PIV and FIPS 201 smart card solutions allow government agencies to PIV-enable their existing physical access control systems (PACS) without the need to “rip and replace” their PACS infrastructure. The pivCLASS modular approach – fully tested, validated and government approved – preserves investments, reduces costs, and removes complexities, making it easy and affordable to acquire, install and maintain FIPS 201-compliant physical access control systems.
Delivering fully tested and validated turnkey government solutions from a single, trusted source, pivCLASS authenticates PIV cards across the full range of National Institute of Standards and Technology (NIST)-mandated assurance levels.
PIV cards allow government agencies to PIV-enable their existing physical access control systems (PACS) without the need to “rip and replace” their PACS infrastructure. Delivering fully tested and validated turnkey government solutions from a single, trusted source, pivCLASS authenticates PIV cards across the full range of National Institute of Standards and Technology (NIST) -mandated assurance levels.

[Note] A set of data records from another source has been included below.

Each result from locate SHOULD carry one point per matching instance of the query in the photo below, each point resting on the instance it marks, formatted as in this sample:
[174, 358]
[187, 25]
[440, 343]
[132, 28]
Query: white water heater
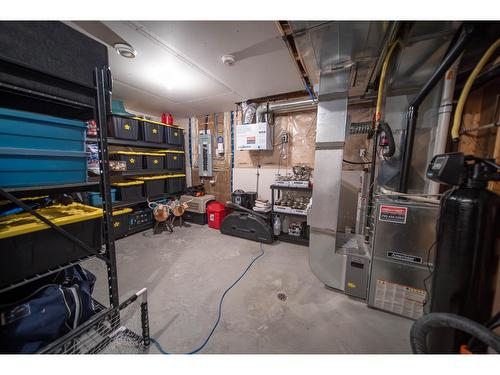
[254, 137]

pivCLASS Readers support both FIPS 201 PKI-based card and legacy card types (PIV, PIV-I, CIV, CAC, TWIC, iCLASS, HID Prox® and more). Together with the pivCLASS Authentication Module, any required authentication mode (CHUID, CAK, PIV+PIN, BIO, CHUID+BIO, CAK+BIO) can be executed to meet any security assurance level.
pivCLASS Authentication Modules (PAMs) are embedded computers packaged in a small form factor with pre-loaded, updatable firmware that are installed between the readers and existing PACS panel. PAMs do the “heavy lifting” of PIV cardholder credential validation as cards are presented to readers. The PAM caches validation status to deliver PKI-based high security at the door.
pivCLASS Certificate Manager is a sever-based application that revalidates extracted or imported cardholder certificates on a user-defined, periodic basis. This process includes revocation checking and certificate path revalidation. The pivCLASS Certificate Manager supports validation of both RSA and ECC signed certificates, as well as the use of Certificate Revocation Lists (CRLs), Online Certificate Status Protocol (OCSP) and Server-based Certificate Validation Protocol (SCVP).
pivCLASS Registration Engine is a server-based product that is used to register FIPS-201 cards into a physical access control system. The product includes one PACS plug-in to connect to a PACS database. Currently plug-ins for over 30 different PACS head-end products are supported. The pivCLASS Registration Engine extracts cardholder data from any FIPS 201 compliant smart card and verifies this data using three-factor authentication that ensures the card data is genuine and has not been tampered, copied, cloned, lost, stolen or shared.
pivCLASS IDPublisher is a software application designed to import credentials from an authoritative data source (such as an identity management system [IDMS], card management system [CMS] or human resources database) and provision these credentials into a PACS database. pivCLASS Certificate Manager can be used to validate these credentials as part of this provisioning process.
MultiPACS is designed to concurrently register identification credentials into multiple similar or disparate physical access control systems. It can receive cardholder information from multiple sources including pivCLASS Registration Engine, OMNICheck Plus with PACS Registration or imported by pivCLASS IDPublisher.
The pivCLASS Validation Workstation is ideal for validating PKI-based smart cards (when provisioning into a physical access control system is not required). It can be used as a standalone device to execute one, two or three factor authentication of TWIC, PIV, PIV-I, CIV, FRAC and CAC cards. The revocation status is checked using CRLs, the TWIC Canceled Card List (CCL) or via OCSP or SCVP. Cardholder PINs are matched on-card. For three factor authentication it compares the cardholder's stored biometric against a live sample. There is no PACS integration with this product.
pivCLASS Mobile Validator software verifies PIV, PIV-I, CIV, CAC, TWIC and FRAC cards using various supported third party mobile handheld readers. This software can also be used to read and display drivers' license information and card serial numbers from MIFARE™, DESFire™ and proximity cards.